The generalized instrumental variables estimator
Problem
- Setup: more instruments than explanatory variables
- Random sample \(\left( y_i,x_i,z_i \right)\) for \(i=1, \ldots ,n\) where \(x_i\) is \(k×1\) and \(z_i\) is \(r×1\) with \(r>k\)
- A linear regression model, \(y_i=x'_iβ+ε_i\)
- Exogeneity fails, \(E\left( ε_i \mid x_i \right)≠0\)
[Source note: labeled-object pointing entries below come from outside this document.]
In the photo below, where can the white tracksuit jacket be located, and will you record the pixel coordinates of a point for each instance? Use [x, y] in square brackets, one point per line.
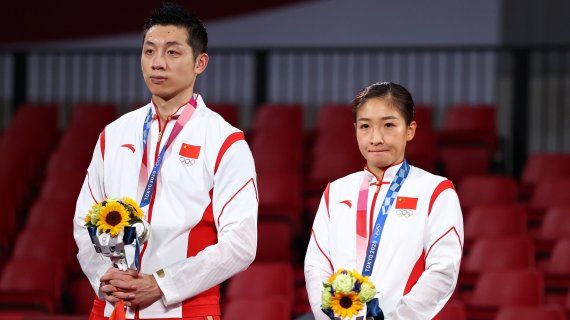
[203, 215]
[418, 258]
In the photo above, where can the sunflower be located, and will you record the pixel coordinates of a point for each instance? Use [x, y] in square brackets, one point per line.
[112, 218]
[346, 305]
[136, 210]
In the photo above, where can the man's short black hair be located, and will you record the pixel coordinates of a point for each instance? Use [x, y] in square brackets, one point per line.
[170, 13]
- z-variables are instruments, \(E\left( ε_i|z_i \right)=0\) and \(E\left( z_ix'_i \right)=Σ_{zx'}\) is \(r×k\) with rank \(k\) .
- \(Var\left( ε_i|z_i \right)=σ^2\) .
Spot the mistake.
- True moments: \(E\left( {z_iε}_i \right)=E\left( z_i\left( y_i-x'_iβ \right) \right)=0\)
- Sample moments:
\[s\left( β \right)= \frac{1}{n}\sum_{i=1}^{n}{ z_i\left( y_i-x'_iβ \right) }= \frac{1}{n}Z'\left( y-Xβ \right)\]
- Method of moments estimator:
\[ \frac{1}{n}Z'\left( y-Xb_{MM} \right)=0\]
or
\[Z'y=Z'Xb_{MM}\]
or
\[b_{MM}={\left( Z'X \right)}^{-1}Z'y\]
Solution
\(Z\) is \(n×r\) and \(X\) is \(n×k\) so \(Z'X\) is \(r×k\) which is not square and has no inverse. \(Z'Xb_{MM}=Z'y\) is a system of \(r\) equations in \(k\) unknowns and it cannot be solved. GMM to the rescue!